Monday, March 22, 2010

PDF vs. DOC vs. DOCX vs. ODF vs. RTF

The following are a series of charts comparing different document formats:

General information

 
Native program1 Language2
PDF Adobe Acrobat PDF (a subset of PostScript)3
DOCX MS Word 2007– XML4
DOC MS Word 97–2003 Binary (0s and 1s)
ODT OpenOffice.org Writer XML
RTF MS WordPad RTF (similar to TeX)

  1. Native program. The program most-commonly used to edit the file type.
  2. Language. The computer language used to create the document. In other words, if you decompressed the file and then opened it inside Notepad, it is the language you would see.
  3. PDF stands for Portable Document Format.
  4. XML (Extensible Markup Language) is a tag-based language that is similar to HTML.


Size of a hello-world document

Fonts not embedded Fonts embedded
PDF 6.0 KB 23.9 KB
DOCX 9.7 KB 940.0 KB
DOC 19.5 KB 192.0 KB
ODT 7.8 KB Not applicable.
RTF 3.8 KB (1.5 KB when zipped) Not applicable.


Features

Macros Font embedding Digital signatures
PDF Yes Yes Yes
DOCX Yes Yes Yes
DOC Yes Yes Yes
ODT Yes No Yes
RTF No No No

Features (continued)

Font sub-setting1 Embedded video Bookmarks
PDF Yes Yes Yes
DOCX No No Yes
DOC No Yes Yes
ODT No Yes Yes
RTF No Yes Yes

  1. Font sub-setting. Unlike font embedding, where all the characters belonging to a font family are inserted into the document, font subsetting only embeds the characters used in the document in question (e.g., A, E, and F instead of A through Z). This reduces the file's size.


Conclusions

File size

So, which format is best? It depends on your needs. If file-size is the most important issue, choose RTF.  DOCX, ODF, and PDF files are larger, even though they are compressed by default, and RTF is not. RTF is plain text. You can open it in Notepad and see all the statements. For example, here's what I see when I open my RTF hello-world document with Notepad (not WordPad):

and here is what I see when I open up my DOCX hello-world document:

Is the second document XML? No. It's XML compressed into zeroes and ones. If you want to see the real XML, change the extension of the file from .docx to .zip and uncompress it. Then, you will see the XML file. Open that in Notepad.

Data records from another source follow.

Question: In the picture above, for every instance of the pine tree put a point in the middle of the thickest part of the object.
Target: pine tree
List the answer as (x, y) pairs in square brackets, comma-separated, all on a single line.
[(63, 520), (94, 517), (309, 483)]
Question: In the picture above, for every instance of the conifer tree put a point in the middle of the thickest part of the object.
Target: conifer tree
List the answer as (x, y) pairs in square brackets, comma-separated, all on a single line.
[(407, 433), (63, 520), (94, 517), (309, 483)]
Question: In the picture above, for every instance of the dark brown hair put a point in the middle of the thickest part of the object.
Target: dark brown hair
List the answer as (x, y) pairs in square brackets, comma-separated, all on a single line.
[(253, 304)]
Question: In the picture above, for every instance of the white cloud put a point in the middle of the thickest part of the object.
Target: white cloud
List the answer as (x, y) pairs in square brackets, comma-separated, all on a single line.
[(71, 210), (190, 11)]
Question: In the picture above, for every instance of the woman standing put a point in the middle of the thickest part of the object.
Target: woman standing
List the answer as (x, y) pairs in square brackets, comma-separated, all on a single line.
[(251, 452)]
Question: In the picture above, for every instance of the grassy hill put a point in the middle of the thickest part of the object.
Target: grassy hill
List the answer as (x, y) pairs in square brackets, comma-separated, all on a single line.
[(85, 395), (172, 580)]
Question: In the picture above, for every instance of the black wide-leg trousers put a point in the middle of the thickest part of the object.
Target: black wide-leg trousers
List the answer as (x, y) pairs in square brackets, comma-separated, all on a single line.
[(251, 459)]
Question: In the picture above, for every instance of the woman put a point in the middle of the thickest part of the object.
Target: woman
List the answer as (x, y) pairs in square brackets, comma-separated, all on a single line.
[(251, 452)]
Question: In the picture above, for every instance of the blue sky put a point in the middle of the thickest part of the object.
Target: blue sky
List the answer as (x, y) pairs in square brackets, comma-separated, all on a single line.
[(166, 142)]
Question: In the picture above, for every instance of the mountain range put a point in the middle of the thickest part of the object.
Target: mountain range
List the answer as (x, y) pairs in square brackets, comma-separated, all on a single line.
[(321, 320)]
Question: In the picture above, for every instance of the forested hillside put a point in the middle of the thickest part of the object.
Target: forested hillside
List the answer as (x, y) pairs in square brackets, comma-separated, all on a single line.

So, to repeat, RTF is smaller than the other formats, even though they are compressed and RTF is not. When I zip up my RTF file, it shrinks to 1.54 KB. Not bad!

Features

When it comes to features, there's no comparison. PDF wins hands down. It's not just font-subsetting. PDF also gives you explicit control over the layers, view, and color of a document.

Layers.  Other formats like DOC and ODT also have layers, but they're hidden. The only time you deal with them is when you send an object behind another object. Adobe Acrobat has a panel devoted just to layers and when you open a PDF in Adobe Illustrator, you can edit them individually.

View.  You can also control how PDFs are viewed down to a minute detail. You can specify the initial zoom level and page when the document is opened. You can also allow or deny editing, printing, and copying of text on a case-by-case basis.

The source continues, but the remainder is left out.